Marketnews.id Dimasa sulit seperti yang terjadi dalam dua tahun terakhir ini, bisnis pinjaman melalui teknologi finansial (Fintech) maupun gadai semakin marak bak jamur di musim hujan. Tapi ingat, tidak semua lembaga peminjaman tersebut legal atau memiliki ijin resmi dari Otoritas Jasa Keuangan (OJK).
Seperti diketahui, sejak awal 2020 hingga Akhir Pebruari 2021 Satgas Waspada Investasi (SWI) telah menghentikan dan menutup sebanyak 390 kegiatan investasi ilegal dan 1.200 Fintech ilegal serta perusahaan gadai tak terdaftar. Rendahnya tingkat literasi keuangan masyarakat jadi salah satu penyebab mengapa masyarakat banyak yang tergiur oleh lembaga Fintech ilegal.
Otoritas Jasa Keuangan (OJK) menyebutkan, kegiatan jasa keuangan ilegal di masa pandemi Covid-19 semakin meningkat, sehingga masyarakat diminta untuk menghindari transaksi pinjaman online maupun investasi di perusahaan yang tak terdaftar di OJK.
Menurut anggota Dewan Komisioner Bidang Edukasi dan Perlindungan Konsumen OJK, Tirta Segara, pada masa pandemi Covid-19 jumlah kasus investasi ilegal, termasuk kegiatan pinjaman melalui teknologi finansial (fintech) maupun gadai semakin marak.
“Sejak awal 2020 sampai akhir Februari 2021, Satgas Waspada Investasi (SWI) telah menghentikan dan menutup sebanyak 390 kegiatan investasi ilegal,” ujar Tirta dalam acara bertajuk “Infobank: Melindungi Masyarakat dari Jeratan Fintech dan Investasi Ilegal”, di Jakarta, Selasa (13/4).
Menurut Tirta Segara, OJK sudah menghentikan dan menutup sebanyak 1.200 fintech ilegal, serta perusahaan gadai tak terdaftar di OJK. “Tetapi, pada masa pandemi ini masih saja banyak fintech ilegal yang terus bermunculan,” ucapnya.
Tirta mengungkapkan, maraknya kegiatan investasi dan fintech ilegal disebabkan rendahnya tingkat literasi keuangan di masyarakat, yaitu hanya 38 persen. “Sementara, tingkat inklusi sudah 76 persen berdasarkan hasil survei 2019. Kalau sekarang, tingkat literasi sudah semakin tinggi, tetapi masih ketinggalan dengan angka inklusi,” tutur dia.
Pada dasarnya, jelas Tirta, keputusan untuk berinvestasi atau melakukan pinjaman secara online hanya harus memenuhi prinsip 2L, yakni legal dan logis. “Pada awal Januari 2021, terdapat 148 fintech yang sudah terdaftar dan berizin di OJK. Sepuluh di antaranya adalah fintech syariah,” kata Tirta.
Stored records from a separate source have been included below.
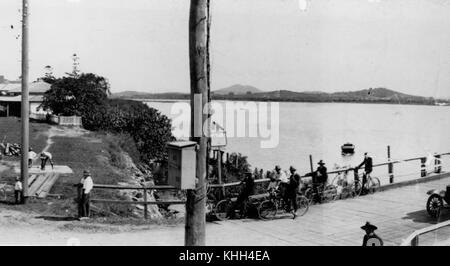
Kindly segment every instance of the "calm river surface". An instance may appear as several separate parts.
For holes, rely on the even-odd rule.
[[[175,102],[146,103],[171,119],[178,117],[180,120],[179,110],[174,113]],[[187,101],[184,103],[188,104]],[[225,105],[227,102],[217,103]],[[252,167],[273,169],[279,164],[288,169],[294,165],[301,174],[310,169],[310,154],[314,167],[322,159],[331,170],[335,165],[355,166],[362,161],[364,152],[370,153],[375,164],[385,162],[388,145],[393,159],[450,152],[450,107],[446,106],[279,103],[277,120],[279,142],[276,147],[261,148],[261,141],[267,138],[229,137],[226,151],[247,155]],[[189,121],[186,123],[189,125]],[[255,123],[258,124],[257,121]],[[353,156],[341,155],[340,146],[346,142],[356,146]],[[430,164],[428,170],[432,167]],[[443,169],[450,169],[450,156],[443,157]],[[396,164],[394,173],[396,181],[417,178],[420,176],[420,162]],[[387,166],[376,168],[374,174],[382,183],[387,182]]]

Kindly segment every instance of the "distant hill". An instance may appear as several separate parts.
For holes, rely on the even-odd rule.
[[[262,90],[255,88],[253,86],[246,86],[246,85],[240,85],[235,84],[233,86],[215,90],[212,92],[213,95],[241,95],[241,94],[253,94],[253,93],[260,93],[263,92]]]
[[[434,105],[435,99],[396,92],[386,88],[364,89],[345,92],[295,92],[277,90],[264,92],[255,87],[233,85],[211,93],[214,100],[235,101],[279,101],[279,102],[355,102],[355,103],[392,103],[392,104],[426,104]],[[127,99],[190,99],[188,93],[143,93],[120,92],[112,98]]]

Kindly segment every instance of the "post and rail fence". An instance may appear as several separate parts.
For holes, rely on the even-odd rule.
[[[403,241],[401,246],[419,246],[420,236],[434,232],[447,226],[450,226],[450,220],[414,231],[414,233],[412,233],[407,239]]]
[[[82,185],[75,184],[77,188],[77,202],[81,201]],[[155,200],[148,201],[147,191],[151,190],[177,190],[173,186],[117,186],[117,185],[101,185],[94,184],[93,189],[117,189],[117,190],[143,190],[143,201],[126,201],[126,200],[112,200],[112,199],[91,199],[93,203],[106,203],[106,204],[127,204],[127,205],[144,205],[144,218],[148,219],[148,205],[157,204],[185,204],[186,201],[182,200]],[[78,210],[80,211],[80,210]],[[80,213],[78,213],[80,215]]]
[[[389,184],[394,184],[395,183],[395,175],[394,175],[394,164],[400,164],[400,163],[404,163],[404,162],[412,162],[412,161],[420,161],[420,168],[417,172],[418,174],[418,178],[414,179],[414,180],[419,180],[420,178],[426,177],[428,175],[427,170],[426,170],[426,162],[427,162],[427,157],[426,156],[421,156],[421,157],[414,157],[414,158],[408,158],[408,159],[403,159],[403,160],[392,160],[391,156],[390,156],[390,146],[388,146],[388,161],[387,162],[382,162],[382,163],[377,163],[373,165],[373,168],[376,167],[382,167],[382,166],[387,166],[388,167],[388,178],[389,178]],[[450,152],[447,153],[440,153],[440,154],[434,154],[434,169],[433,172],[436,174],[439,174],[442,172],[442,162],[441,162],[441,158],[442,156],[445,155],[450,155]],[[310,156],[310,164],[312,166],[312,157]],[[312,169],[312,168],[311,168]],[[357,171],[358,169],[355,167],[350,167],[350,168],[341,168],[341,169],[337,169],[337,170],[332,170],[332,171],[328,171],[328,174],[340,174],[343,172],[348,172],[348,171]],[[306,178],[309,177],[308,175],[302,175],[301,178]],[[420,178],[419,178],[420,177]],[[269,182],[270,179],[267,177],[261,178],[261,179],[256,179],[255,183],[264,183],[264,182]],[[231,182],[231,183],[223,183],[223,184],[209,184],[209,188],[212,189],[218,189],[218,188],[230,188],[230,187],[234,187],[234,186],[238,186],[240,185],[241,182]]]
[[[389,152],[388,152],[389,153]],[[442,156],[450,155],[450,152],[448,153],[441,153],[441,154],[435,154],[433,155],[434,160],[434,169],[433,172],[436,174],[439,174],[442,172],[442,162],[441,158]],[[415,158],[409,158],[404,160],[390,160],[388,158],[387,162],[374,164],[373,167],[382,167],[382,166],[388,166],[388,177],[389,177],[389,183],[385,186],[390,186],[394,183],[394,172],[393,172],[393,165],[399,164],[402,162],[411,162],[411,161],[420,161],[420,172],[418,171],[418,178],[414,180],[421,180],[420,178],[423,178],[427,176],[427,172],[425,169],[425,162],[427,160],[427,157],[415,157]],[[419,169],[418,169],[419,170]],[[339,174],[342,172],[348,172],[348,171],[357,171],[356,168],[342,168],[337,169],[333,171],[329,171],[328,174]],[[420,174],[420,178],[419,178]],[[308,175],[303,175],[301,178],[306,178]],[[261,184],[264,182],[269,182],[269,178],[261,178],[256,179],[255,184]],[[225,190],[230,189],[233,187],[237,187],[241,184],[240,181],[238,182],[231,182],[231,183],[222,183],[222,184],[208,184],[208,189],[219,189],[219,190]],[[78,200],[81,199],[81,187],[79,184],[74,185],[78,189]],[[91,199],[91,202],[93,203],[106,203],[106,204],[129,204],[129,205],[144,205],[144,218],[148,218],[148,205],[154,205],[154,204],[185,204],[186,201],[183,200],[156,200],[156,201],[148,201],[147,199],[147,191],[151,190],[177,190],[176,187],[169,186],[169,185],[155,185],[155,186],[119,186],[119,185],[102,185],[102,184],[94,184],[94,189],[117,189],[117,190],[143,190],[143,201],[124,201],[124,200],[112,200],[112,199]]]

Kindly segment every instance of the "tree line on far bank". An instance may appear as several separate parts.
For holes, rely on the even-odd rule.
[[[167,159],[166,143],[175,137],[170,119],[158,110],[142,102],[109,99],[108,81],[92,73],[46,76],[42,80],[51,84],[41,105],[44,110],[81,116],[88,130],[129,135],[144,163]]]

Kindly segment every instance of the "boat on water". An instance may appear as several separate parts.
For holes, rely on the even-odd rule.
[[[342,155],[351,155],[355,153],[355,145],[351,143],[345,143],[341,146]]]

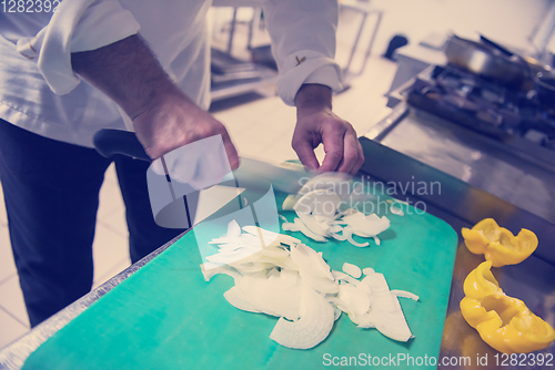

Pada kesempatan yang sama, Deputi Komisioner Bidang Edukasi dan Perlindungan Konsumen OJK, Sarjito, mengatakan sebanyak 148 fintech tersebut merupakan peer-to-peer lending (P2PL). “Yang terdaftar ada 102 fintech dan 46 yang sudah berizin,” ucap Sarjito.
Sarjito mengungkapkan, sejauh ini belum ada ketentuan hukuman pidana terhadap fintech yang tidak memiliki izin. Namun, kata dia, saat ini OJK sedang membahas mengenai ketentuan yang bisa memberikan sanksi pidana bagi fintech ilegal, dan diharapkan bisa terselip di RUU Perlindungan Data Pribadi atau RUU Penguatan dan Pengembangan Sektor Keuangan (P2SK).
“Sekarang sudah saatnya kita boikot semua peer-to-peer lending yang berbau tidak terdaftar dan tidak berizin dari OJK,” tutur Sarjito sembari mengatakan masyarakat diharapkan bisa mengenali kegiatan jasa keuangan ilegal.
Sarjito menyebutkan, ciri-ciri kegiatan investasi ilegal adalah menjanjikan keuntungan yang tidak wajar dalam waktu singkat, menjanjikan bonus dari perekrutan anggota baru, memanfaatkan nama tokoh masyarakat, menyatakan bebas risiko dan tidak memiliki legalitas, pungkasnya.